Brown supports President Joe Biden’s decision to withdraw all troops from Afghanistan by Sept. 11, and by voting for the Democrat, he represents a subtle but potent shift in the voting behavior of some in the military.
Voters who served in the military have long leaned toward Republicans. But there are signs that Biden may have cut into that advantage last year. Biden carried several counties with large military communities – as well as the most concentrated military congressional district last year – that former President Donald Trump and previous Republican presidential nominees counted on for decades.
Veteran groups and pollsters attribute Biden’s gains to a handful of factors, including an increase in female, Black, Latino and college-educated service members, all keys to the Democratic coalition.
But strategists also point to the stark contrast in Biden’s and Trump’s approaches to the military.

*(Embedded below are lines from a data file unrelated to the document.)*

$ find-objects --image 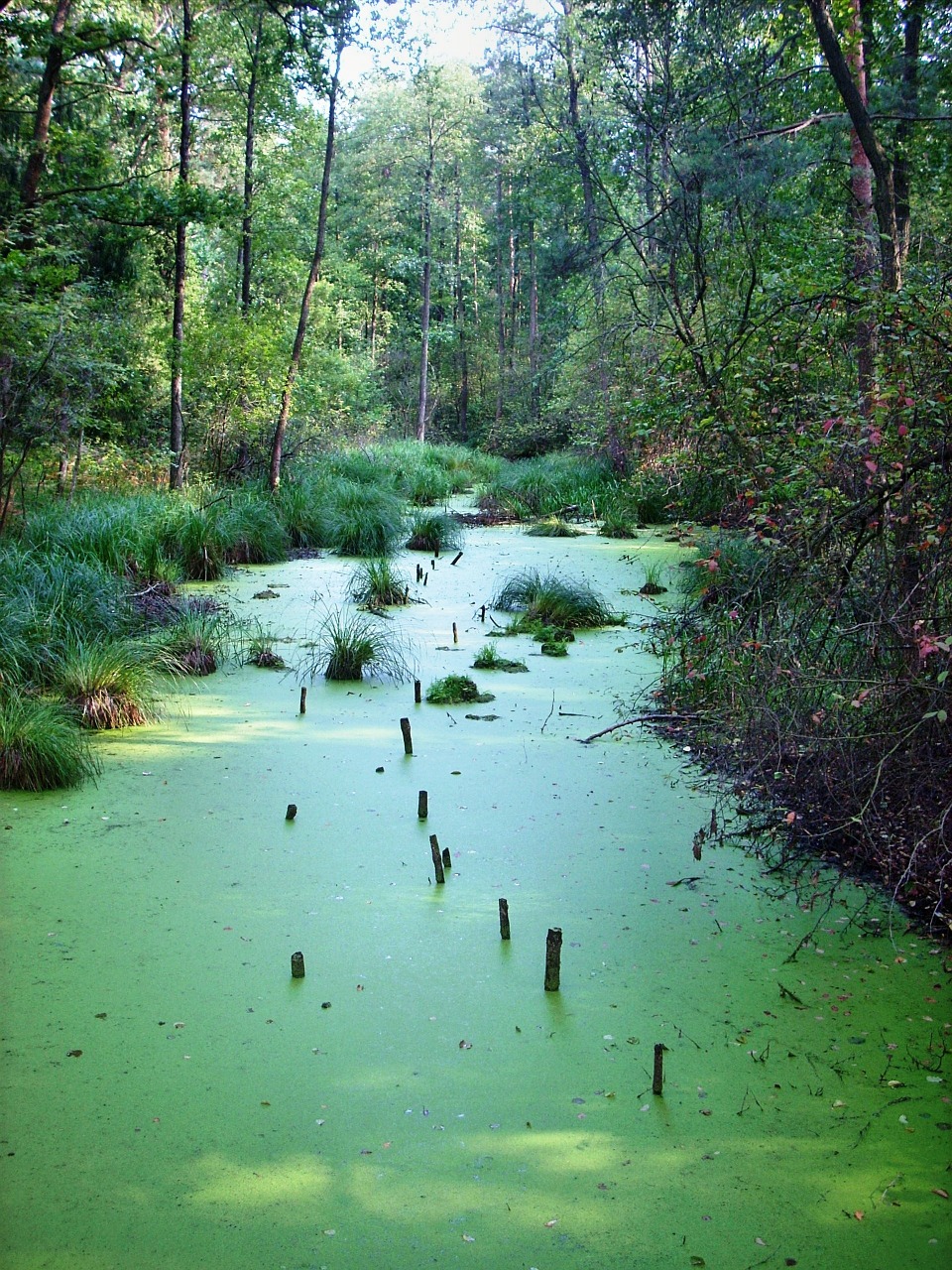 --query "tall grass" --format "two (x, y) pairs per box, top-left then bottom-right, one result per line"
(493, 569), (625, 630)
(321, 477), (404, 558)
(480, 453), (618, 521)
(0, 691), (99, 790)
(298, 608), (410, 682)
(407, 512), (464, 553)
(51, 640), (164, 730)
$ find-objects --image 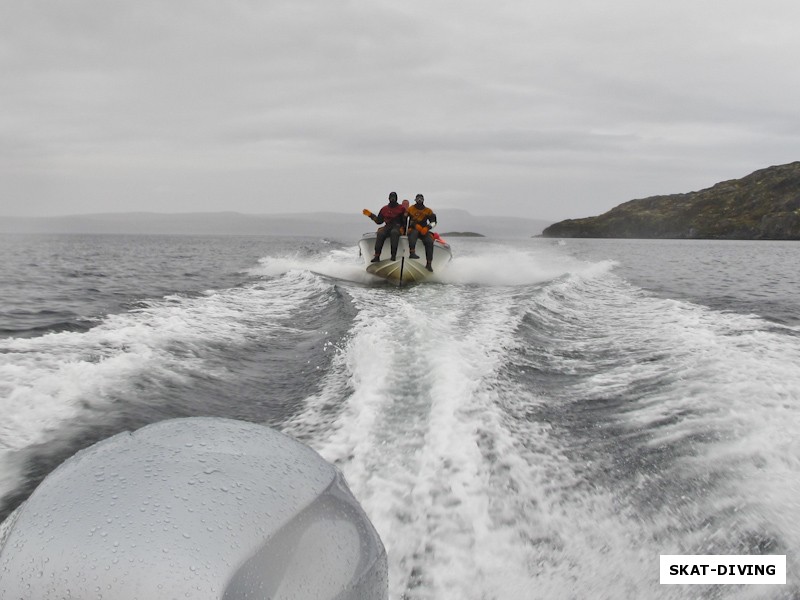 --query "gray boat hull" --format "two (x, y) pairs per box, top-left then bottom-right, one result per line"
(0, 418), (388, 600)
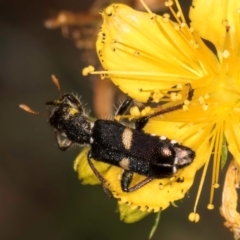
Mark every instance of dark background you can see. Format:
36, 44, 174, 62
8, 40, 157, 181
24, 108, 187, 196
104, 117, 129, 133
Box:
0, 0, 232, 240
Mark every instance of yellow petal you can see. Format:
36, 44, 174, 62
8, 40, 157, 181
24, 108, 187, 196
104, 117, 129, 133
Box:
74, 147, 109, 185
118, 204, 149, 223
224, 114, 240, 165
97, 4, 216, 102
190, 0, 240, 54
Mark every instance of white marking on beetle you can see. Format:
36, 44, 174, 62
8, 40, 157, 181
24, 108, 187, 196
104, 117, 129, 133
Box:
160, 136, 167, 140
122, 128, 133, 150
161, 147, 172, 156
119, 158, 130, 170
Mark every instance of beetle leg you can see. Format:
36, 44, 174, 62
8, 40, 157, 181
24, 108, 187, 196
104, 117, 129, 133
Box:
87, 150, 113, 197
121, 170, 154, 192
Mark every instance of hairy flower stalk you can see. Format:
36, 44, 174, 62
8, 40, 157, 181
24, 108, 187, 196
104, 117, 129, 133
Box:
80, 0, 240, 222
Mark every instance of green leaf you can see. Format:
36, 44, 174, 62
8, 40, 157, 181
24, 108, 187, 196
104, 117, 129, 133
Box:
148, 211, 161, 240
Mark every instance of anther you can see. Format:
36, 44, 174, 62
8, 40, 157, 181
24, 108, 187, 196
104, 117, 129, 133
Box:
188, 212, 200, 223
82, 66, 95, 76
207, 204, 214, 210
222, 50, 230, 58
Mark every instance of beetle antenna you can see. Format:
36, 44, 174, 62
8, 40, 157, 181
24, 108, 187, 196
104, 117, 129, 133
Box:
19, 104, 48, 117
52, 75, 62, 95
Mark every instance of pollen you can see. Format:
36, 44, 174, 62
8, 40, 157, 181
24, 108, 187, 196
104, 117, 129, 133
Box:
222, 50, 230, 58
188, 212, 200, 223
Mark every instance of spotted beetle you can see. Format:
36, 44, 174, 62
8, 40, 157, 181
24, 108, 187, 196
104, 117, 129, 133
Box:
20, 77, 195, 192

Biden, the father of an Iraq War veteran, often closes his speeches with a short prayer for U.S. troops. Trump, meanwhile, was quick to praise veterans in public, but also made Islamophobic attacks on the parents of a U.S. soldier killed in Iraq – a Gold Star family – and made comments mocking American war dead. The contrast raises the question of whether Democrats’ fledgling momentum with military voters is more than a momentary anti-Trump blip. It also heaps pressure on Biden to fulfill policy promises and perfect the political outreach to veterans getting underway.”This president has got to end these wars,” said Jon Soltz, a former Army tank captain who formed the Democratic-leaning VoteVets.org in 2006. “He’s got to fulfill some of these promises. There’s a war-weariness in the military.” Results from around the country last year suggest Biden has an edge with some military voters unlike his recent predecessors.
Among several military-leaning spots on the national map, Biden carried Virginia’s 2nd Congressional District, which contains the most active duty and veteran service members in the country.
It includes the world’s largest naval base, Naval Station Norfolk, and is home to more than 110,000 active and retired service members.